(Bloomberg) — Germany is headed for its second recession of the pandemic after the emergence of the coronavirus’s omicron strain compounded drags on output from supply snarls and the fastest inflation in three decades.
Europe’s largest economy shrank by 0.5% to 1% in the final quarter of 2021, according to an estimate released Friday by the Federal Statistics Office. With new Covid-19 cases at a record and the key manufacturing industry still struggling to source components, Dekabank, NordLB and ABN Amro all predict another contraction this quarter.
For the whole of last year, gross domestic product rose 2.7% — matching estimates but still short of its pre-crisis level. Germany’s recovery trails France, Italy and Spain, which are expected to report 2021 expansions of 4.5% or more later this month.
The size of the year-end slump came as a surprise after the Bundesbank last month signaled only a slight decline was likely. But there’s little sign things will improve soon.
Germany reported more than 90,000 daily new infections on Friday, threatening staff shortages, production cuts and potentially tighter restrictions. Meanwhile, power and heating costs have soared, while microchips and other inputs for factories remain scarce.
“I don’t have a whole lot of imagination for positive impulses — supply bottlenecks are persisting, the surge in energy prices is only now reaching consumers, and services are weakened by the virus,” said Andreas Scheuerle, an economist at Dekabank who sees output falling 0.8% between January and March.
The spring, however, should mark a resumption in the pandemic rebound.
“Covid shouldn’t play a major role anymore during the summer — energy prices should have been digested and supply-chain problems may have eased by then,” Scheuerle said. “So in the second and third quarters, we should see solid growth.”
The Bundesbank expects “significant momentum” from the spring onward, predicting full-year expansion of 4.2%. Bloomberg Economics expects output to bounce back already in the first quarter — by at least 0.7% — as infections drop.
A large share of Germany’s struggles is rooted in its outsized reliance on manufacturing — a boon during previous crises that turned into a liability as inputs became harder to find.
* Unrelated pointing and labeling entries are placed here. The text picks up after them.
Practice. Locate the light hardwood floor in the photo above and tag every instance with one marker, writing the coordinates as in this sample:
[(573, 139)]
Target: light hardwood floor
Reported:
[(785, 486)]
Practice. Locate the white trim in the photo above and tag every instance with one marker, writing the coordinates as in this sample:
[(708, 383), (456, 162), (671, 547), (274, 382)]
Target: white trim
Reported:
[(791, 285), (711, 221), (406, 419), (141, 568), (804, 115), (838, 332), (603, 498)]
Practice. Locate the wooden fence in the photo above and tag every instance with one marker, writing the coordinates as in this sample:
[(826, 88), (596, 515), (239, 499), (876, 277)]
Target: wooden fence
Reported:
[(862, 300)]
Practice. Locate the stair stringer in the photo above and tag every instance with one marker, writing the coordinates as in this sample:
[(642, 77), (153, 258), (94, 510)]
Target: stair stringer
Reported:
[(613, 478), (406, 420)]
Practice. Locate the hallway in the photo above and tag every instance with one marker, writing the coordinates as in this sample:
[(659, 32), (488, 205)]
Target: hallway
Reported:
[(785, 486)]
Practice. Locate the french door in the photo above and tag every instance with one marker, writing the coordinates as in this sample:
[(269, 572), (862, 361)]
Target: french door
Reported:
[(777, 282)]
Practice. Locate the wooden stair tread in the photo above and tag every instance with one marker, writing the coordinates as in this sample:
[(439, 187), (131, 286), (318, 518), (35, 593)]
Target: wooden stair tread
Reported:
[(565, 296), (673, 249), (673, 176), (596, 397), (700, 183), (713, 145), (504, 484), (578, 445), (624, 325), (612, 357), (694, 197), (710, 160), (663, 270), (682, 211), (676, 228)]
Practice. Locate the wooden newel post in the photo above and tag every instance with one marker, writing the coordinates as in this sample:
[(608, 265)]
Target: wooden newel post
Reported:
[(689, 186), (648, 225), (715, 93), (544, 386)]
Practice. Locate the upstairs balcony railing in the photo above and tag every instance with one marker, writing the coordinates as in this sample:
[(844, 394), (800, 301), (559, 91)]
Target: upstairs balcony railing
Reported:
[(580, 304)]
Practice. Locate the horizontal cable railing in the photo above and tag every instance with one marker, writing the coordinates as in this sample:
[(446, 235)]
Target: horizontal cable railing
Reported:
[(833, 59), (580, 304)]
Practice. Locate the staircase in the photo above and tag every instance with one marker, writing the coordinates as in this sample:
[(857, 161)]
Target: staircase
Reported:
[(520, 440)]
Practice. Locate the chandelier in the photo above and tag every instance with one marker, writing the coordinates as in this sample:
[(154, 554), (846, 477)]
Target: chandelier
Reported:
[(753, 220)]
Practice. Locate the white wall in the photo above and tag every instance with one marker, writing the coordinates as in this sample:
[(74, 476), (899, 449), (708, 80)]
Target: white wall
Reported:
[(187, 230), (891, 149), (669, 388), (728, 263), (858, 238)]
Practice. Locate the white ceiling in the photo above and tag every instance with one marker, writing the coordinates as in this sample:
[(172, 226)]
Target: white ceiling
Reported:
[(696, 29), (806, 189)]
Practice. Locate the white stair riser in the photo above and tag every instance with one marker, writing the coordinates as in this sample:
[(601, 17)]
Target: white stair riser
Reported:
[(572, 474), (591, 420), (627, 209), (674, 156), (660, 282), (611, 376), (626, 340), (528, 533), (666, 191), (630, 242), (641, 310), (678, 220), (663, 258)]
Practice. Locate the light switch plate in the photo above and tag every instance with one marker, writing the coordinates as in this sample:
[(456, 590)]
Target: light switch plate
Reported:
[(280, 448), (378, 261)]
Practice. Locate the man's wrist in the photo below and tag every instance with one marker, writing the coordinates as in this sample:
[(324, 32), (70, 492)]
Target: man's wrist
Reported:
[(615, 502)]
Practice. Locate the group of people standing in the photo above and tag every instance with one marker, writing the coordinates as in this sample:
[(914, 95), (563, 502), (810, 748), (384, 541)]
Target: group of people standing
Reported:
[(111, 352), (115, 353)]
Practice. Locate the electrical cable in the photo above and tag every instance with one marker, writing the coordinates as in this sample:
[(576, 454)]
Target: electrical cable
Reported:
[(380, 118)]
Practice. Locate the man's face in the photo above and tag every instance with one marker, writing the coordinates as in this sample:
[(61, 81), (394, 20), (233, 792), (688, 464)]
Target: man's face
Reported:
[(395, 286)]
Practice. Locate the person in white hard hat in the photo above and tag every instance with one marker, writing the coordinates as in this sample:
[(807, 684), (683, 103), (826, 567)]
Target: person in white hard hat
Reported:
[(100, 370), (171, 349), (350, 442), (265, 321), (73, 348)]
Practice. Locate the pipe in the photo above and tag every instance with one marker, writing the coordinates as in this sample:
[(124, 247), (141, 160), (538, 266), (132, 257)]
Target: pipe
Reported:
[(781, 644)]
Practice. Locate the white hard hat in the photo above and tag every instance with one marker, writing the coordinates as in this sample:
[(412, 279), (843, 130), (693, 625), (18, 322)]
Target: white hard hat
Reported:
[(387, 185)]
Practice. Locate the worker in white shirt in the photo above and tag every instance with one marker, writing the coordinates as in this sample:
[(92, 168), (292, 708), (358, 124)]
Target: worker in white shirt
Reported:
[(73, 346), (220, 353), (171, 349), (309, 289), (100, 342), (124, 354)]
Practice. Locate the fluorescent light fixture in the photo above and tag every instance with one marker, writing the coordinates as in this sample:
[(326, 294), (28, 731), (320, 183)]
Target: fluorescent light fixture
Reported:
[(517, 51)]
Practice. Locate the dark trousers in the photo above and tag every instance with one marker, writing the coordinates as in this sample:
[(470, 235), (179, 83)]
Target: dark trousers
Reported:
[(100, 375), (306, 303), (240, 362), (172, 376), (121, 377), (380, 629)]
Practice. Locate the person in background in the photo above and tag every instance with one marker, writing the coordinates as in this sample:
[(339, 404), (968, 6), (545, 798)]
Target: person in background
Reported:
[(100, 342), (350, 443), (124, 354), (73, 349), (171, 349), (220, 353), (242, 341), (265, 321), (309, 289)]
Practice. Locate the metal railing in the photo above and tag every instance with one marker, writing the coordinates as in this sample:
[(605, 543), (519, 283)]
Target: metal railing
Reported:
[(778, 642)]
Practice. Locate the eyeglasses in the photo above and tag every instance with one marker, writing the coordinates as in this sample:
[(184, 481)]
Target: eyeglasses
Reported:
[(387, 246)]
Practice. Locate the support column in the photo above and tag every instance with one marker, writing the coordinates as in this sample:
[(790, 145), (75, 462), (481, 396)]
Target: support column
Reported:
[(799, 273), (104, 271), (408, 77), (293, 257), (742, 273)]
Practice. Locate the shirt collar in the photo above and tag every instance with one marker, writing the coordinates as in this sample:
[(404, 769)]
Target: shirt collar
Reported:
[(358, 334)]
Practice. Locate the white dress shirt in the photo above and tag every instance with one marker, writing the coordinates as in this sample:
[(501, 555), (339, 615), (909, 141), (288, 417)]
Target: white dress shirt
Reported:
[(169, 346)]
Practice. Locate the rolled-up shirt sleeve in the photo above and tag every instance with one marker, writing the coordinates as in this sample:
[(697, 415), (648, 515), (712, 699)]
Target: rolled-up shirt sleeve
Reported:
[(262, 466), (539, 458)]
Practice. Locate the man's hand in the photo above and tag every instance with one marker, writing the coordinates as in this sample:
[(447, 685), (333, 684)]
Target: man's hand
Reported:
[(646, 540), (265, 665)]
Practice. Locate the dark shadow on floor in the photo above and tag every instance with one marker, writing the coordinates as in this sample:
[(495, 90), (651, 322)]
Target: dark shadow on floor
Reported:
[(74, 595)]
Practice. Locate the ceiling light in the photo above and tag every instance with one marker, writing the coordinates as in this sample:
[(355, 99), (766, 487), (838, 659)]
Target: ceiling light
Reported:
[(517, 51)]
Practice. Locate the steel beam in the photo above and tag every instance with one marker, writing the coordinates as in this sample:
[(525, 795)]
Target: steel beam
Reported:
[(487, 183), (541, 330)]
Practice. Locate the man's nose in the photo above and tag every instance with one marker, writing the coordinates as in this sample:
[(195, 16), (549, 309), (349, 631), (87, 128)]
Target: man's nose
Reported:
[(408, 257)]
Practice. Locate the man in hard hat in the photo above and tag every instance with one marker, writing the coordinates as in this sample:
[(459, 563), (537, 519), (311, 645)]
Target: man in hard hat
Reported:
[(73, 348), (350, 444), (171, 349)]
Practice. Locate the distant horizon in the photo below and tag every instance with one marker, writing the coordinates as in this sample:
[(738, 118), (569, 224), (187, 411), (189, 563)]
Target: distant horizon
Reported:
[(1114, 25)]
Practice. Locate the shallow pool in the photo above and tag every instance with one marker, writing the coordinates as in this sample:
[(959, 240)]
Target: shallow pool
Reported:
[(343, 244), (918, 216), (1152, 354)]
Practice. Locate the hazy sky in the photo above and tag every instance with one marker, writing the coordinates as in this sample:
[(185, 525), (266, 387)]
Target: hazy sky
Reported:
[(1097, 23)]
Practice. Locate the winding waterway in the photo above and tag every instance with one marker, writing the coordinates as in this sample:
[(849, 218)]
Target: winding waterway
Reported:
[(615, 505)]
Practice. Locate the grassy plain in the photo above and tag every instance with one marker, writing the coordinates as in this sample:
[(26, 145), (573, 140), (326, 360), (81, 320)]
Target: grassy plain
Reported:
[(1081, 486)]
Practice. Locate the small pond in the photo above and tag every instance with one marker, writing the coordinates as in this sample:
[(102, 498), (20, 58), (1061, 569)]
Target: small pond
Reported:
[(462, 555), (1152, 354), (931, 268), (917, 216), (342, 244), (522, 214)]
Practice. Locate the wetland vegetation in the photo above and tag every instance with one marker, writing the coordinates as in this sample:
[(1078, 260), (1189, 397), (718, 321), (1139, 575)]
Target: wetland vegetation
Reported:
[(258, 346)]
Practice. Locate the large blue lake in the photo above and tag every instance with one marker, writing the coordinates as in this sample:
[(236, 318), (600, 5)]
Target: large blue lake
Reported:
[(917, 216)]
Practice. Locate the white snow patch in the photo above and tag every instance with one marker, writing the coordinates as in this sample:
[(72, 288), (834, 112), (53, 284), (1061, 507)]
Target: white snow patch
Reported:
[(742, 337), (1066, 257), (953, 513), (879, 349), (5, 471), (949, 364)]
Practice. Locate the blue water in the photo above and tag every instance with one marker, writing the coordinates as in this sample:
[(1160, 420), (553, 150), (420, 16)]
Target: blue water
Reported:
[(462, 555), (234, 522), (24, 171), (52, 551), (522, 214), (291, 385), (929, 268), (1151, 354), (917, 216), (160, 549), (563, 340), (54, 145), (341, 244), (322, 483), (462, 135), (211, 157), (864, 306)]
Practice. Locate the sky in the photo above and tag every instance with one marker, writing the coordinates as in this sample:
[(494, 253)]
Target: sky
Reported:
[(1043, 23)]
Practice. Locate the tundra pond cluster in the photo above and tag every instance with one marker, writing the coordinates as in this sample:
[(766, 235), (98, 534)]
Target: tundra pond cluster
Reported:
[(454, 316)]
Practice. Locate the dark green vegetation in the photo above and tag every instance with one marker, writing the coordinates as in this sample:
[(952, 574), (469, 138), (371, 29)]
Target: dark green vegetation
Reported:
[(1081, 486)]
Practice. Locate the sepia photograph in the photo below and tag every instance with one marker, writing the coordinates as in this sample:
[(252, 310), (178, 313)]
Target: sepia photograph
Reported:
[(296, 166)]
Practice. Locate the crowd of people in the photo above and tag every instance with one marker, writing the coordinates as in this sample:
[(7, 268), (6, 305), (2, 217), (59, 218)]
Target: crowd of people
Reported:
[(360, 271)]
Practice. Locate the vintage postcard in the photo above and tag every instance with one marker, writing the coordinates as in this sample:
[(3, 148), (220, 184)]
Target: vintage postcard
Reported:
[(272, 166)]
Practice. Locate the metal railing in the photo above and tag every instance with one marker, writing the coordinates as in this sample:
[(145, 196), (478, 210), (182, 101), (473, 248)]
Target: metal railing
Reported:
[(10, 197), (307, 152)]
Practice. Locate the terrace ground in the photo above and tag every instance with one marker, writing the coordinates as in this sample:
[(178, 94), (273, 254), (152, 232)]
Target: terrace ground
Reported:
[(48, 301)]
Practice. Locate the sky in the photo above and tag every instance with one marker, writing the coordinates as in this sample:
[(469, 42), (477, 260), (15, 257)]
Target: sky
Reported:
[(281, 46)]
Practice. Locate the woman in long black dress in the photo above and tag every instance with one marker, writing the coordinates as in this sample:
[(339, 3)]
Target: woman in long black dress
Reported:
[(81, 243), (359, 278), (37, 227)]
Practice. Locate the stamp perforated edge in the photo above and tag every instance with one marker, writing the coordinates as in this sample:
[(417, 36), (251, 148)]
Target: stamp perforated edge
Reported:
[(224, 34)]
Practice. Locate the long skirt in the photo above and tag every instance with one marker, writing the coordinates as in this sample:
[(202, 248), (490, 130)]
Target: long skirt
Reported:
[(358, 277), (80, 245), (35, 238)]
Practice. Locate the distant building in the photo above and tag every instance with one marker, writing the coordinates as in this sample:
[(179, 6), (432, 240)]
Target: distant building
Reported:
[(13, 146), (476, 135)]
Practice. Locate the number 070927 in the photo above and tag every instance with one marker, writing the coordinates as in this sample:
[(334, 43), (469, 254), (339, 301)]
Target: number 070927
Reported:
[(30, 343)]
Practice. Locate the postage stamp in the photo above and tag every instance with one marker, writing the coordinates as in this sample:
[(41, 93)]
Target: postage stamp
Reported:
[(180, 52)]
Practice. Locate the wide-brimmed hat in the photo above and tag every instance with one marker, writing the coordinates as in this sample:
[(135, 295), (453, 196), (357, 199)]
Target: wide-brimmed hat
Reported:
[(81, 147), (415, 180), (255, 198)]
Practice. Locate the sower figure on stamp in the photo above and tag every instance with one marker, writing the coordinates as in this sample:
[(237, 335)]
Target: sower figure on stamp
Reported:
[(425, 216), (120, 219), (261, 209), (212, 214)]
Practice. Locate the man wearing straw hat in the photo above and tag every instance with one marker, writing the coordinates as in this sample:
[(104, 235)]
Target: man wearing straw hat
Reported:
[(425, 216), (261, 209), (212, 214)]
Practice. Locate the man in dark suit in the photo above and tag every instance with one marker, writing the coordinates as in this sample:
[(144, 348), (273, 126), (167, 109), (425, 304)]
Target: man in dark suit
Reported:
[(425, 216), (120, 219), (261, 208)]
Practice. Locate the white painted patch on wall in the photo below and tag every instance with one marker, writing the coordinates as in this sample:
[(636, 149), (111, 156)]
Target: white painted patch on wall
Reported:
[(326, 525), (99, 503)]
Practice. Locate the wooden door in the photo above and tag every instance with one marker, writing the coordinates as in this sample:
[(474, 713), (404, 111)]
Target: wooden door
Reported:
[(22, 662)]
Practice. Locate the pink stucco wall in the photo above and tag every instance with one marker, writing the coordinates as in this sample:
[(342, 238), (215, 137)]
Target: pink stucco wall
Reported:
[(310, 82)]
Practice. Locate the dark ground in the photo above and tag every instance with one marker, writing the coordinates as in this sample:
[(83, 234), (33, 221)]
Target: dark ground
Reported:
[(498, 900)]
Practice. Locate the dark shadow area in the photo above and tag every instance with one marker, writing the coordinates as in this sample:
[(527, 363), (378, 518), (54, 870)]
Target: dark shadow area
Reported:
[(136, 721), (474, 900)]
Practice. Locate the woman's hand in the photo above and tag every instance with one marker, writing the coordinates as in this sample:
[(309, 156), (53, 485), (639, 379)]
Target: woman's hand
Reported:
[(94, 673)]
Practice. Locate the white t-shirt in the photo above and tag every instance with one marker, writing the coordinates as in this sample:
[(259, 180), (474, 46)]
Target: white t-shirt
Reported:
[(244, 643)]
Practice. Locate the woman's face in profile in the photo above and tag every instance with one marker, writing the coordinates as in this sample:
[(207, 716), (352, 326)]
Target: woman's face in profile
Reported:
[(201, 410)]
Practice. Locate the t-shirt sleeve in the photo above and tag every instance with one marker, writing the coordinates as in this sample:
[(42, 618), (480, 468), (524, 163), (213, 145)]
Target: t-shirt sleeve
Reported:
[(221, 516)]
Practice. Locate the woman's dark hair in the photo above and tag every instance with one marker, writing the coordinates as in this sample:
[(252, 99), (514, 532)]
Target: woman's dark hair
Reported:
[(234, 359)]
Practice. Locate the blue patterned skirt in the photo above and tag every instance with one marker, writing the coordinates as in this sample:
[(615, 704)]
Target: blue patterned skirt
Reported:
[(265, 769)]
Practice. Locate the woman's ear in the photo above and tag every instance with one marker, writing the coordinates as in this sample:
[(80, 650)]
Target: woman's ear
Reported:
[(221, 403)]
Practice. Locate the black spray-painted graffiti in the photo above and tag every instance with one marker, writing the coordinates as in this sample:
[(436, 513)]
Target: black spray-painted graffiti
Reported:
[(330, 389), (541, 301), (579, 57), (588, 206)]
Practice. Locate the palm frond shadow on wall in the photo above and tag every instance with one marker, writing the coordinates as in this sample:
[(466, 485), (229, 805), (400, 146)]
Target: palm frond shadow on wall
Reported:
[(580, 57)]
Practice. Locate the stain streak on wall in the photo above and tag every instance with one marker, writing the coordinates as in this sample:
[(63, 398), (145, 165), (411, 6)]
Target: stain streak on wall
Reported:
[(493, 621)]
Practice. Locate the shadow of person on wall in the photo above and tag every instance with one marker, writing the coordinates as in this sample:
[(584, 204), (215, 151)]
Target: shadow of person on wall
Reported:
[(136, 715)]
Carmakers are suffering the most, with almost a fifth of employees in the industry furloughed in December.
Volkswagen AG (OTC:) reported 2021 sales declined to the lowest in a decade and warned chip supply will remain tight in the first half.
“Moving into 2022, the economic situation doesn’t seem to have improved,” said Aline Schuiling, senior economist at ABN Amro. “It won’t take much to slip into recession, though if fears of omicron wane during the first quarter, the decline in output could turn out to be slightly less than at the end of last year.”
More stringent rules on vaccination may ease some pressure on the economy. Chancellor Olaf Scholz reaffirmed his support on Wednesday for making shots compulsory for all adults, while Volkswagen (DE:) stepped up its own vaccination push.
But inflation is an obstacle. prices in Europe jumped to the highest level in a week on Friday amid tensions over Ukraine, suggesting consumer energy costs — already rising at an annual pace of just under 20% — could increase further.
While the government is considering aid for households struggling to pay surging bills and excess savings accrued during lockdowns may cushion some of the blow, shop owners are worried.
Nearly 80% of non-food retailers surveyed by industry group HDE were unhappy with end-of-year sales, which were also hurt by rules banning unvaccinated customers who hadn’t recovered from the virus.